The budget may be bigger, the fight scenes slicker, but great though the film version of Stephen King’s story might be, it doesn’t hit you in the gut in quite the way that this does on stage.

If redemption is still the keyword—and not through the Bible-quoting hypocrisy of prison warden Stammas nor the Jesus worship of inmate Rico—then before redemption there must come sin, and there’s plenty of that about.

"Violence and corruption are what makes every heart beat" in the Shawshank penitentiary, explains Red, serving time like many others for murder, and the play makes plain in rich language the brutality by guards and prisoners alike, including gang rape, mercifully conducted in a blackout.

The intimacy of watching the drama live also heightens the tension in what becomes a riveting battle of wills between Joe Absolom as the banker Andy Dufresne, falsely convicted of killing his wife and her lover, and Mark Heenehan as the repulsive warden, whose financial scams the former is managing.

Each seeks to control the other, Absolom unyielding, unblinking and as coldly calculating as an adding machine, Heenehan four-square, unpleasant, a hollow man exercising the power of a bully.

Between the two is Ben Onwukwe’s long-time prisoner Red who knows the ropes, and how to pull them, the go-to man to obtain cigars, French wine or a poster of Rita Hayworth. He’s been inside long enough to substitute black humour for hope of ever getting out, and to make the best of things in the meantime.

Accused of extortion for demanding ten dollars from the newly-arrived Andy to obtain a small rock hammer, he replies, "extortion is my middle name." Honesty among thieves. You cannot but like him.

In a strong cast, two other performances stand out, with Coulter Dittman as the prickly, hick Tommy, ill-educated but determined now to reform, until secret information forces him to face a terrible choice between compassion and self-interest.

Yet against the greater play of life and death, good and evil among the others, it is the fate of old lag Brooksie, the prison librarian, that I found most intensely moving, as Kenneth Jay recounts with heartfelt passion the truth about his terrible crime many decades before, then breaks down, unable to face the prospect of release into the outside world.

Joe Reisig is a steely guard Hadley, Samarge Hamilton and Jay Marsh convey just the right amount of nastiness as the sadistic ‘Sister’ predators, and Jules Brown provides an unworldly refuge in Jesus to the more practical approach of the principals.

The play, by comedians Dave Johns, best known for the title role in I, Daniel Blake, and Owen O’Neill, was based on King’s short story rather than the film.
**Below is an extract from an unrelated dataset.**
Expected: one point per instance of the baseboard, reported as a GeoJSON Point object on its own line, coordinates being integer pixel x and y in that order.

It’s tautly directed by David Esbjornson with suitably claustrophobic design and lighting by Gary McCann and Chris Davey.

I’ve always found the ending a little too pat, and wondered if the stage version might end more ambiguously, a little before the final reunion. That would not however have pleased an audience that rose to cheer and applaud an emotional piece of theatre that took it on a journey, if not to total redemption, then to deliverance.